Some 251 people were abducted in the attack and 116 are still being held in Gaza, 41 of whom have died, according to the Israeli army.
In response, the Israeli army launched an offensive on the Palestinian territory which left at least 37,164 dead, including 40 in 24 hours, mostly civilians, according to data from the Ministry of Health of the Gaza government led by the Hamas.
In Jordan, UN Secretary-General Antonio Guterres said at least 1.7 million people of the Gaza Strip’s estimated 2.4 million residents have been repeatedly displaced by the Israeli military operations.
“About 60% of residential buildings and at least 80% of commercial facilities were damaged by Israeli bombings,” he added, deploring the destruction of health centers and schools.
“This war has destroyed our lives,” Soad Al-Qanou testified for AFP, trying to save his son, Amjad, emaciated by malnutrition, in the ruined camp of Jabalia (north).
On May 7, the army launched a ground offensive on the town of Rafah, in the south of the besieged Palestinian territory, which led to the closure of the border crossing with Egypt, crucial for the entry of humanitarian aid , now controlled by Israel.
And “for more than 700,000 people besieged in the northern sector, the number of (aid) trucks per day does not exceed 35, even though this is their only source of food and medicine,” the office lamented on Tuesday.
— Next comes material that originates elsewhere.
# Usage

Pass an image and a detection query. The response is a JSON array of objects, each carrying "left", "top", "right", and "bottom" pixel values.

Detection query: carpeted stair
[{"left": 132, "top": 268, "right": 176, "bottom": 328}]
Hamas media.
On the diplomatic front, the UN Security Council adopted on Monday by 14 votes and one abstention, that of Russia, the American resolution supporting the plan which aims to establish in stages a permanent ceasefire in Gaza.
Neither side has responded officially to this proposal, with Hamas so far demanding a definitive ceasefire and a total withdrawal of Israeli soldiers from the Gaza Strip, and Israel refusing to end the war until The Palestinian movement, in power in Gaza since 2007 and which it considers a terrorist organization, as do the United States and the European Union, will not be eliminated.
The road map was presented by Joe Biden as coming from Israel, which has so far not formally accepted it.
For his part, Benjamin Netanyahu seeks to take advantage of a special forces operation which made it possible to free four hostages on Saturday in the Gaza Strip, according to Israeli media, during which 274 Palestinians were killed, according to the Ministry of Security. Health of Hamas.
The UN High Commission said it was both “deeply shocked” by the impact on civilians of this operation and “deeply distressed” by the fact that hostages were still being held.
For Jeremy Laurence, its spokesperson, “all these actions, by both parties, could amount to war crimes”.
The Palestinian Health Ministry and the Palestinian Red Crescent announced that six people were killed on Tuesday in an Israeli army raid on a village near the city of Jenin in the northern occupied West Bank.
The Israeli military said it carried out a “counterterrorism operation” in the area during which four activists were killed.
The men aged 21 to 32 were “shot dead by occupying forces in the locality of Kafr Dan, Jenin district,” the Ministry of Health in Ramallah said in a statement.
The Palestinian Red Crescent, for its part, said it had transported six deceased people from Kafr Dan.
The Israeli army said its soldiers “surrounded a structure used” by Palestinian activists, killing four of them “in exchanges of fire” and injuring “others”, while a helicopter the Israeli Air Force “struck the area of the structure.”
She added in her statement that the soldiers had discovered weapons “and a vehicle containing numerous explosives.”
The West Bank, occupied by Israel since 1967, has seen an upsurge in violence for more than a year, but especially since the outbreak of war between Israel and Hamas in Gaza on October 7.
Palestinian officials say at least 542 Palestinians have been killed in the West Bank by Israeli forces or settlers since the Gaza war began.
Attacks by Palestinians killed at least 14 Israelis in the West Bank during the same period, according to an AFP tally based on official Israeli figures.